Select Board members heard on Dec. 20 that the town’s new assessor discovered an omission: a 2017 debt exclusion for a fire truck (approximately $250,000) that voters approved was never entered on the Department of Revenue’s DE 1 debt-exclusion form.
Heather told the board the omission meant the town has been paying that debt from the general levy (free cash/operating budget) rather than reflecting it as a voter-approved debt exclusion on the DE 1. Officials must amend the DE 1 and the town’s tax recap; the change will increase next year’s tax levy to reflect the exclusion but cannot be billed retroactively to past years.
Town staff worked to reconcile forms and were preparing a submission to the Department of Revenue’s representative, Jared, with materials delivered late in the day to meet the department’s requested timing.
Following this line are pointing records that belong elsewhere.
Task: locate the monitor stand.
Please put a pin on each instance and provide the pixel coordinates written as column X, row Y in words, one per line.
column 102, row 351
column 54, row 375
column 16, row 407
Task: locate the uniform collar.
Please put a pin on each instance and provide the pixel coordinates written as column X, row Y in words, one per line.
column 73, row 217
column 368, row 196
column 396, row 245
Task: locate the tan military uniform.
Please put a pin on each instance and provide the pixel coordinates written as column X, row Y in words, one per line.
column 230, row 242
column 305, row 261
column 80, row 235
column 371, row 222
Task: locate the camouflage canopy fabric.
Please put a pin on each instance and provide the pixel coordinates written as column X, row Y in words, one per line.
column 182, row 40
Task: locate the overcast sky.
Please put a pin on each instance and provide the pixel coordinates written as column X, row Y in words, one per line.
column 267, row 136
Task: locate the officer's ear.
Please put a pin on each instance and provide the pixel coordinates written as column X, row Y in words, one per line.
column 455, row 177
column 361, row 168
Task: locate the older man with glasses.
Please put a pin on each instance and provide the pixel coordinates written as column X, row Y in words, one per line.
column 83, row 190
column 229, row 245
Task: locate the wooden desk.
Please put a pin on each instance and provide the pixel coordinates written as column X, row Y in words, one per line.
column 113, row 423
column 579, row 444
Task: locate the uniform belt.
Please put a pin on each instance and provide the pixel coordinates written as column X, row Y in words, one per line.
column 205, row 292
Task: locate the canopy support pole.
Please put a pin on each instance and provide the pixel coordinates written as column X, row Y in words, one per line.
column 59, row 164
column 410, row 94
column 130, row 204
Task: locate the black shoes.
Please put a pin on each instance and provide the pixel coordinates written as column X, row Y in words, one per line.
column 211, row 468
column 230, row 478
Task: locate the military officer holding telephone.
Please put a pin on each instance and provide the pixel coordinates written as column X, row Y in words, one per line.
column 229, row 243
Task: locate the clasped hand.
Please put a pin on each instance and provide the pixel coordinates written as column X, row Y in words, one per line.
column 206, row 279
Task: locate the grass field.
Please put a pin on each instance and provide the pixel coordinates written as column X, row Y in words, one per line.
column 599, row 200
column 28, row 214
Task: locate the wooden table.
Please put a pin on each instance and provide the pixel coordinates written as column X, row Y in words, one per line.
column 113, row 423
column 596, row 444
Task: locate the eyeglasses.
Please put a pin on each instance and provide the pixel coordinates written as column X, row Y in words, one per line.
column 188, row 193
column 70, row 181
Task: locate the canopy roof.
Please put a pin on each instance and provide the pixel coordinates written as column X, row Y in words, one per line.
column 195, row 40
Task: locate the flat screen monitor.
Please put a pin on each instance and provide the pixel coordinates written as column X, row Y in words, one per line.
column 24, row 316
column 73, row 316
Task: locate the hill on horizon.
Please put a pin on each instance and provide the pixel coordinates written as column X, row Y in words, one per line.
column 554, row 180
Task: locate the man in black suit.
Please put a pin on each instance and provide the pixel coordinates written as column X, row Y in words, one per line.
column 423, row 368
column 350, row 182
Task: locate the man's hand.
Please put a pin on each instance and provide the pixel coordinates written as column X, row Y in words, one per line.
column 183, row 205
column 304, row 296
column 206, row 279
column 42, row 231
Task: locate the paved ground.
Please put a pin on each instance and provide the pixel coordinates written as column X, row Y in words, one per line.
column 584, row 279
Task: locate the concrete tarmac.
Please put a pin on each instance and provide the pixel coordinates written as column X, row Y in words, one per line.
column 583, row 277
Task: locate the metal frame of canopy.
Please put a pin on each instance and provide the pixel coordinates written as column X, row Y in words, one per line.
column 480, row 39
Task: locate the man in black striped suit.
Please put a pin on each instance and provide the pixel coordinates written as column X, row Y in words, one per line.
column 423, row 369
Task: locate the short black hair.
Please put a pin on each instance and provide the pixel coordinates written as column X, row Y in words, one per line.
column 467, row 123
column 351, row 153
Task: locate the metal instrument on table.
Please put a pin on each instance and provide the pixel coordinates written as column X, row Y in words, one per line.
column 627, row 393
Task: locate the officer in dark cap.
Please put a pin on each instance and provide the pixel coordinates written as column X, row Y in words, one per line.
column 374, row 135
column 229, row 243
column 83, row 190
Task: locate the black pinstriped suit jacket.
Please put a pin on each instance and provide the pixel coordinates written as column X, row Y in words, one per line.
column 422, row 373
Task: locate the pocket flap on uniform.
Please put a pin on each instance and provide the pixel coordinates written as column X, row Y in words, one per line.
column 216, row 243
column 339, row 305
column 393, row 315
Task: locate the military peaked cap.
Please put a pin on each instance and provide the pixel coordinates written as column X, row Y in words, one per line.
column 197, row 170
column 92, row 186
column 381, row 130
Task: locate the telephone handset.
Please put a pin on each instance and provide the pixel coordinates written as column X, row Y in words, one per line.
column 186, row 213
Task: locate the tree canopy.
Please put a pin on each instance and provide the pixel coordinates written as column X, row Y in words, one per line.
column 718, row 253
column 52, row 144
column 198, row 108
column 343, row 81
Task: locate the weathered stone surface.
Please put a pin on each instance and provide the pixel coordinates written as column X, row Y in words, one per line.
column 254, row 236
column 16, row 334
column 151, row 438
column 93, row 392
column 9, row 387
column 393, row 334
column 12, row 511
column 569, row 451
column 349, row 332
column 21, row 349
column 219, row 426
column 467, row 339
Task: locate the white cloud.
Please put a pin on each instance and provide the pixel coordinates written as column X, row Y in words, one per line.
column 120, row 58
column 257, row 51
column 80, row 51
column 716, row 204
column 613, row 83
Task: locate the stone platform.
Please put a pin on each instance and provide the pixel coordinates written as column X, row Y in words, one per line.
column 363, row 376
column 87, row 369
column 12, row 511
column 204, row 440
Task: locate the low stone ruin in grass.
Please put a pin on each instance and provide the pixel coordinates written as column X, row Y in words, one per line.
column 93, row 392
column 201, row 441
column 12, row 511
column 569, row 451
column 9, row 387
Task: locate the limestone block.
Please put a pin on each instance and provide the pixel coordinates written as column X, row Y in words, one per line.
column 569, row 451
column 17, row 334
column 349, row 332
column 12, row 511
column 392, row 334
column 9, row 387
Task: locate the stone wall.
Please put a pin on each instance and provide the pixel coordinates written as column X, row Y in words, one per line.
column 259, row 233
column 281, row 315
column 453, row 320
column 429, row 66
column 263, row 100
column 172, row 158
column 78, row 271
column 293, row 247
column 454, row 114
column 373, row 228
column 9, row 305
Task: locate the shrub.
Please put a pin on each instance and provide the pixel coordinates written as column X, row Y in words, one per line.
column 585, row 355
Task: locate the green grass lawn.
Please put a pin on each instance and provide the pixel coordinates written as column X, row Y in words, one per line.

Board members emphasized the paperwork correction is procedural—the debt was approved by voters in 2017 and the change will affect forward-looking tax calculations—while staff noted the adjustment should free up operating-budget money going forward because the specific debt will be shifted to a debt-exclusion line of the tax rate.
The board discussed timing and the effect on the tax bills: stuffing of tax bills cannot proceed until state confirmation of the corrected tax rate, creating pressure on staff to complete software cutovers and reconciliations before mailing deadlines. Board members said they will inform residents about the change and that the debt-exclusion implication is that taxpayers will begin paying the debt via next year’s tax rate, not retroactively.